Currently, the initial cost of hiring a volunteer and the first year training is approximately $3,600. This cost includes: physical agility testing, medical examination, background check, EMS training and examination, Minnesota Firefighter I and FF II training and examination and uniform cost. As of now, one of every four new firefighters does not finish this first year. On average after the second year the current turn-over rate is at 50 %. Not only is there a human resource loss, but also a training investment loss of more than $3,600. This turn over rate is one of the main reasons our volunteer fire departments will not be able to continue in its primary mission to protect the community from the dangers of fire and to provide rescue and medical services to the people of the community.

Unfortunately, our states current retention rate is unacceptable. Some of our departments are experiencing losing one out of every two rookie firefighters after just two years and only one out of every three rookie firefighters is still on the department after just four years. If this trend continues, the volunteer fire department’s continued service to the community on a volunteer basis is very doubtful.

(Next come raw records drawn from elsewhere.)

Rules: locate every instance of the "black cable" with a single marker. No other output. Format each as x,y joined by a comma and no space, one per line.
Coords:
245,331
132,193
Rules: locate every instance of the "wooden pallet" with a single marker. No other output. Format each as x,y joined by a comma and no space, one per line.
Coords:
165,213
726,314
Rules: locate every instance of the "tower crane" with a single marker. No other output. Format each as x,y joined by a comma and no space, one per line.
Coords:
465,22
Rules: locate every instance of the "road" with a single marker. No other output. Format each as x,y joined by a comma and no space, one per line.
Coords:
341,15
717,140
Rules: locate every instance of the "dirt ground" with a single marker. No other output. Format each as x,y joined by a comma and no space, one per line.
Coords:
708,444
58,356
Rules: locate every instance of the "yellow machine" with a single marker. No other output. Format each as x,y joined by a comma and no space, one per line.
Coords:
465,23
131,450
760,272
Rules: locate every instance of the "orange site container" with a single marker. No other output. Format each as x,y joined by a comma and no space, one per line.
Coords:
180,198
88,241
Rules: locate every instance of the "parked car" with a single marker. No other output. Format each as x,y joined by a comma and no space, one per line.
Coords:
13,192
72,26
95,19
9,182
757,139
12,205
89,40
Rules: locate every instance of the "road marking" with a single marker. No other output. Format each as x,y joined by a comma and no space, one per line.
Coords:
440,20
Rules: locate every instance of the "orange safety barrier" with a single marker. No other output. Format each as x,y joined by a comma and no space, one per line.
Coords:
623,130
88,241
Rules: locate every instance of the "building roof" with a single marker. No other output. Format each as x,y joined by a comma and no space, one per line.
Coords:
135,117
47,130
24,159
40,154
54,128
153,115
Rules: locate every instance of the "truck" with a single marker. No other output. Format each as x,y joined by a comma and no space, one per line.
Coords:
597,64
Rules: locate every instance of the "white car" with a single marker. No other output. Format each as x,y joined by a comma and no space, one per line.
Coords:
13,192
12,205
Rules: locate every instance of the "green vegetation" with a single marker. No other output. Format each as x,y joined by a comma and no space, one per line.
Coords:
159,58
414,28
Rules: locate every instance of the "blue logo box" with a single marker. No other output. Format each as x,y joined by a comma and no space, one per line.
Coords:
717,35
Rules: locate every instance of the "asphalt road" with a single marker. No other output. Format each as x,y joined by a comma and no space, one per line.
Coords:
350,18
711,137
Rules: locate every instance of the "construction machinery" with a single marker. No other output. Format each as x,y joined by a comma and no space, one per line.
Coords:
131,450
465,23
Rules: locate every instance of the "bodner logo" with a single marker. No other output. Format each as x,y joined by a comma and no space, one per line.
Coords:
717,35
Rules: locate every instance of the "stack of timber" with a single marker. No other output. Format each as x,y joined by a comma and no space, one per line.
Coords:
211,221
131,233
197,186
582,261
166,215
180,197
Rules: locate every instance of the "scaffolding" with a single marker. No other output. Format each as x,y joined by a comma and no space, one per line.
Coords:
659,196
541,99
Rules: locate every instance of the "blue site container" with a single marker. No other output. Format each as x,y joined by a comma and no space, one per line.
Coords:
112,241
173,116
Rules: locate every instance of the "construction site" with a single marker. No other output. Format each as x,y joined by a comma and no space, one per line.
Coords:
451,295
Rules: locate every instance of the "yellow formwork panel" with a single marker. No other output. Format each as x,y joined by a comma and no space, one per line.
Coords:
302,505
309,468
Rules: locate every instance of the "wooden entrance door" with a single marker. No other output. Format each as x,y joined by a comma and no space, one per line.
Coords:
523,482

The entire population of the State of Minnesota will directly benefit by this program as well as all volunteer fire departments. By having more firefighters available for initial call in these small jurisdictions, and secondly having more experienced firefighters available, we will positively impact firefighter safety because of the pure numbers. Any firefighter who has to respond with less than adequate staffing on an emergency call is at increased risk. In the last few years we have had two firefighter fatalities on highway incidents involving relatively small fires so even small minor incidents can present major safety concerns for the firefighters. Any program that can increase the number of experienced firefighters available anywhere in our state will make our overall response more efficient and safer.